Smooth LIBBY'S® Pumpkin classic recipe is baked in a graham Keebler® Keebler® Ready Crust® and crowned with whipped cream, a pecan-oat granola crumble kissed with brown butter, and a hint of fresh rosemary.
- Prep Time: 30 Minutes
- Cool Setting Time: 1 Hour
- Total Time: 2 Hours, 20 minutesServes: 10-12
Brown Butter Pecan Crumble Pumpkin Pie
What You Need
- 1 10” Keebler® Ready Crust® Graham Cracker Pie Crust
- 3/4 cup sugar
- 1½ teaspoon ground cinnamon, divided
- 1/2 teaspoon salt
- 1/2 teaspoon ground ginger
- 1/4 teaspoon ground clove
- 2 large eggs, room temperature
- 1 15 oz. can LIBBY'S® 100% Pure Pumpkin
- 1 12 oz. can evaporated milk
- 1/4 cup flour
- 1/4 cup rolled oats
- 1/4 cup brown sugar
- 1/4 cup pecan pieces
- 1/4 cup salted butter
- 3 fresh rosemary sprigs
- 1 8 oz. tub whipped topping
How To Make It
- 1. Preheat oven to 425°F.
- 2. Combine sugar, 1 teaspoon cinnamon, salt, ginger and clove in a small bowl.
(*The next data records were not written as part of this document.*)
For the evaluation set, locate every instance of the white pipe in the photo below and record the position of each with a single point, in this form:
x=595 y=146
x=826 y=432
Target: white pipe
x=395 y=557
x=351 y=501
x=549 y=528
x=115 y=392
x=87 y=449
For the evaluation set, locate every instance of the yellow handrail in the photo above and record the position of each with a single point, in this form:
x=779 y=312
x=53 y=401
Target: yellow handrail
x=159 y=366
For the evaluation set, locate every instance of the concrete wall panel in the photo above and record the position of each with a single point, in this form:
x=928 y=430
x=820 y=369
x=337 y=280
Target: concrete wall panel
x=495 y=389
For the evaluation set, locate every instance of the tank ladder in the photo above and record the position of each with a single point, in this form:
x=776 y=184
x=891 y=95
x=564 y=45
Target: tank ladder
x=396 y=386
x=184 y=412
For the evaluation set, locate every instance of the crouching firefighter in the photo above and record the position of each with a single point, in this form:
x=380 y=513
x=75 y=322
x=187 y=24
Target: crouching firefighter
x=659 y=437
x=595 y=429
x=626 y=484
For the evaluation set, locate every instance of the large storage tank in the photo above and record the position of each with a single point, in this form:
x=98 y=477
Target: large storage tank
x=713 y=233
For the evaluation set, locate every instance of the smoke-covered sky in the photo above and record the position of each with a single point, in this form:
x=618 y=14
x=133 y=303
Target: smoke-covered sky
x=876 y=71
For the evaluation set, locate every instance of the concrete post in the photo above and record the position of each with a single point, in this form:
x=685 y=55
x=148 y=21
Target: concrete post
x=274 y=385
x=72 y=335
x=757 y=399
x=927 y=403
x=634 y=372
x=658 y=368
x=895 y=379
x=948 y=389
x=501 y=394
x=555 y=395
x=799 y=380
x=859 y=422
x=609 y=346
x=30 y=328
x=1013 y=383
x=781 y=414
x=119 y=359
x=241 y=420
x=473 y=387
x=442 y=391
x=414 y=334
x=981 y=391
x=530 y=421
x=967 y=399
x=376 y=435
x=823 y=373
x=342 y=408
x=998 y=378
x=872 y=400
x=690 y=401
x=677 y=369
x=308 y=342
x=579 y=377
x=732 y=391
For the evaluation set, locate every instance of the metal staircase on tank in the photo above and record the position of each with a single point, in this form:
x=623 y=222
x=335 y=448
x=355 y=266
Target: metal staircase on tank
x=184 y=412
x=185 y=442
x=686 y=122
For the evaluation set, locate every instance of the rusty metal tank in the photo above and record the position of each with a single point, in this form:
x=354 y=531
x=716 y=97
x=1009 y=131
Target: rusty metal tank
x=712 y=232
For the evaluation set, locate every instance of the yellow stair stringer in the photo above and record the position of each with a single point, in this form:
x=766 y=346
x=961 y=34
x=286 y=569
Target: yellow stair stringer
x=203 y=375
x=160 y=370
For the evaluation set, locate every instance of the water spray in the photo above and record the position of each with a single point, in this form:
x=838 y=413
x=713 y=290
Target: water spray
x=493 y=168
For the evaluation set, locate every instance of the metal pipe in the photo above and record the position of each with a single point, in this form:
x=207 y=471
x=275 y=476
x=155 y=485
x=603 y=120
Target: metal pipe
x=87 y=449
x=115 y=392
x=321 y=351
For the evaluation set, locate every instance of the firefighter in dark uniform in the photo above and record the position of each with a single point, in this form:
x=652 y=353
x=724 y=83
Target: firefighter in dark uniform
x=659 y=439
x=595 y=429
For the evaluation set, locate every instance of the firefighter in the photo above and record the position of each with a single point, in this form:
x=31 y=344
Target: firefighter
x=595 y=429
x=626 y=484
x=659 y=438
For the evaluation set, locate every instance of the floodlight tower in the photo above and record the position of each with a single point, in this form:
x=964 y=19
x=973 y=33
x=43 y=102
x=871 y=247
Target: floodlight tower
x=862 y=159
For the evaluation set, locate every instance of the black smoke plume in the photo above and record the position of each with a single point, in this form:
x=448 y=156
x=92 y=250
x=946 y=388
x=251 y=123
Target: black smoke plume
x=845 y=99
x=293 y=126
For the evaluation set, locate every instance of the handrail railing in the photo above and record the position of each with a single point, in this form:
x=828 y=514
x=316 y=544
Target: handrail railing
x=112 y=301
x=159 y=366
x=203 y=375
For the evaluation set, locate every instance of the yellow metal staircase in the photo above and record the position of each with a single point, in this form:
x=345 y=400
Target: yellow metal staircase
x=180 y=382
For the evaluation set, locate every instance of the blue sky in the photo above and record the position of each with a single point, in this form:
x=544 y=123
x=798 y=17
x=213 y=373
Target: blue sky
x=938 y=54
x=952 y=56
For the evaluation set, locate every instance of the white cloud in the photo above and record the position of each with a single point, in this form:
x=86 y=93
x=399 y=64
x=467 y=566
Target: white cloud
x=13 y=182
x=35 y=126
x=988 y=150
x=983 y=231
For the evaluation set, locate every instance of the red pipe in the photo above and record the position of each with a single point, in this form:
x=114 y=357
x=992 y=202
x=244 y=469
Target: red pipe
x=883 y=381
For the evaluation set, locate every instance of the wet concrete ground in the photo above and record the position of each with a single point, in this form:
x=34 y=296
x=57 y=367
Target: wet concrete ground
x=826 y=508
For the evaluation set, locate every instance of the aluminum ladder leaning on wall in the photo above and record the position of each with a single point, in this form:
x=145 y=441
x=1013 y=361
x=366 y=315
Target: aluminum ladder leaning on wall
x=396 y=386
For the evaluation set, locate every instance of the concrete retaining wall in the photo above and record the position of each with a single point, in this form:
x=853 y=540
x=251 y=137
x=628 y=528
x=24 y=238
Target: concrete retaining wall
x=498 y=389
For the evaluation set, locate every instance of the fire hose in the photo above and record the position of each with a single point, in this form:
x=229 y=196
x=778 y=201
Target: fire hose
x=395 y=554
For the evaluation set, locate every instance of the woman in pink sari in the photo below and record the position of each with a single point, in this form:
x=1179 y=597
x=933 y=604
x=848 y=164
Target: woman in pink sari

- 3. In large bowl, beat eggs lightly then add LIBBY'S® 100% Pure Pumpkin and sugar-spice mixture.
- 4. Gradually stir in evaporated milk and pour into Keebler® Ready Crust® Graham Cracker Pie Crust.
- 5. Bake for 15 minutes then reduce temperature to 350°F and continue baking for another 40-50 minutes or until knife in center comes out clean. Remove from oven and let cool for at least 1 hour on wire rack.
- 6. Meanwhile in small bowl, combine flour, oats, brown sugar, and ½ teaspoon cinnamon.
- 7. Melt butter in small skillet on stovetop over medium-low heat. Add rosemary sprigs and continue cooking until butter solids are brown and butter is infused with a hint of rosemary. Remove from heat and discard rosemary sprigs. Add browned butter into flour-oat mixture using a fork to mix and transfer to parchment-lined sheet pan and bake at 350°F for 15-20 minutes or until crumble is golden brown and nuts are toasted. Let cool.
- 8. Top pumpkin pie with whipped topping and sprinkle with brown butter-rosemary crumble.